There are, of course, conflicting developments that mar each of these analyses to suggest that the truth may lie somewhere in between. One, feudals do not alone carry the mantle of wealth and influence because mercantile, business, industrialist and trader classes have come to share it with them. Two, we are seeing neo-feudals in industrialists who are buying agricultural land to achieve some kind of 'social power' which is impossible to enjoy in urban centres. And finally many of the landowners of yore now have industries alongside.
Political analyst and academic Rasul Baksh Rais thinks the economic clout of the feudal class did get fragmented because of the inheritance law but the social powers of the family did not. "The dominance of the feudal class sustains because of various reasons. The British gave land to people who were caste or tribal leaders. Earlier, the Mughals gave them land because they wanted to subcontract authority to influentials."
According to Rais, their social base already existed because of their capacity to extract revenue, control population etc. "The land settlement in the late 19th century under the British rule changed the land tenure system of the Mughals. The Mughals did not distribute land on hereditary grounds. They gave land according to the social capacity and role of individuals in the Mughal Empire. The British, on the other hand, gave permanent settlements."
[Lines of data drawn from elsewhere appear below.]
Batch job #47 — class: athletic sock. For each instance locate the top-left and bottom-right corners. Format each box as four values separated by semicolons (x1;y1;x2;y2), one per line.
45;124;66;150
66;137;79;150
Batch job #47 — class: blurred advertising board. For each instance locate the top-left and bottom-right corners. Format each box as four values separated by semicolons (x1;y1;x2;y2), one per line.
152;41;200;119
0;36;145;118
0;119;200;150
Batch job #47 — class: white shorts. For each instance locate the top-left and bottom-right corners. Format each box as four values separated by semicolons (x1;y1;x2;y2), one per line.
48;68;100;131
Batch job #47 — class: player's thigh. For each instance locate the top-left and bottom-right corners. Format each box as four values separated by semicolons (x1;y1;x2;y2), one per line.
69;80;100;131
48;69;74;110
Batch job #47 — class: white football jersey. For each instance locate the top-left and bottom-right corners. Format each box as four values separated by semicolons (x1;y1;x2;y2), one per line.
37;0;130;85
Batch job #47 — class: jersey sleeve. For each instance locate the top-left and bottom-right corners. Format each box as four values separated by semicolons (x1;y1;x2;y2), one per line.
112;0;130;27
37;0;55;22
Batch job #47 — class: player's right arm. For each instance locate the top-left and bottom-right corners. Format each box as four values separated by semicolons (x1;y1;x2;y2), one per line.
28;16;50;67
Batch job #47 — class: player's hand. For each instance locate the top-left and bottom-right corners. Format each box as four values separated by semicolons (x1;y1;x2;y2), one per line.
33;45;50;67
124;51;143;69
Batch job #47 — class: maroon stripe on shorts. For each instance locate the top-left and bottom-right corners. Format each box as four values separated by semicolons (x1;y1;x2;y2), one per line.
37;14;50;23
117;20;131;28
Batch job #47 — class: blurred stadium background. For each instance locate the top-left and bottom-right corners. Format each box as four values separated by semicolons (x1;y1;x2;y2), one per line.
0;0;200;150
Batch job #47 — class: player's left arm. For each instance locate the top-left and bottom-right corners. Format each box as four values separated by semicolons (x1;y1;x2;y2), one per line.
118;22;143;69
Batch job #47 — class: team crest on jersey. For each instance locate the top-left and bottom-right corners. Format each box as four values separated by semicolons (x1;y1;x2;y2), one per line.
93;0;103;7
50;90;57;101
Feudalism has not sustained because of their wealth or land or even their social base, says Rais. "It has sustained because of the landowners' control over district administration, transfers, appointments and development funds. It has sustained because of state patronage. The industrialist sits in the urban areas and gets his work done by paying money. The feudal, on the other hand, keeps the state subordinate."
For journalist Suhail Warraich, feudalism is a thing of the past. "Feudalism was the name of a social structure when feudals could influence the police and the jirga etc. There was no bureaucracy or judiciary. But today we have these institutions and people have become more rebellious."
Warraich holds that no one wants to retain feudalism. "It was a system of the past and it had to end. As the lands continued to be divided, the stature and power of the feudals also dwindled."
Rais, on the contrary, thinks the feudal class still dominates "because now even the mid-level landowner in Punjab and Sindh is quite powerful, not because of the quantity of acreage but because of the increase in the price of agricultural commodities." Their wealth has increased manifold because of their orchards and cash crops, he thinks.
An interesting juxtaposition of this view may be made with the landowners' claim how they have been impoverished over the years. The entire country blames them for not paying the agriculture tax but they say that the markets forces and the middlemen take all the money.
While the veracity of this claim may be difficult to ascertain, Rais is adamant that feudalism thrives because of the way our parliamentary system is structured. It depends on legislatures and the legislature influences the executive. "This is the reason why feudals are still effective and as a consequence the bureaucracy has been weakened."
But is parliament indeed the decision-making body, considering the powers enjoyed by some other pillars peculiar to our state? Rais thinks indeed it is, though the problem is that "party bosses take decisions instead of legislators."
In Suhail Warraich's view "it is important to understand who is doing the decision-making in Pakistan. There is no feudal in the military or judiciary or bureaucracy."
The truth, says Warraich, is that the only meaningful land reforms in this country were effected by "a feudal Zulfikar Ali Bhutto himself and not the military or an industrialist".
If we have already seen the end of feudalism, who are these neo-feudals in the garb of industrialists and why is it important for servicemen to get agricultural land at the end of their careers? "You see, agriculture involves an element of pleasure. Industrialists want to have agricultural land and horses and cows and there's nothing wrong with it and this is happening elsewhere in the world. Whoever has money wants to relax," says Warraich.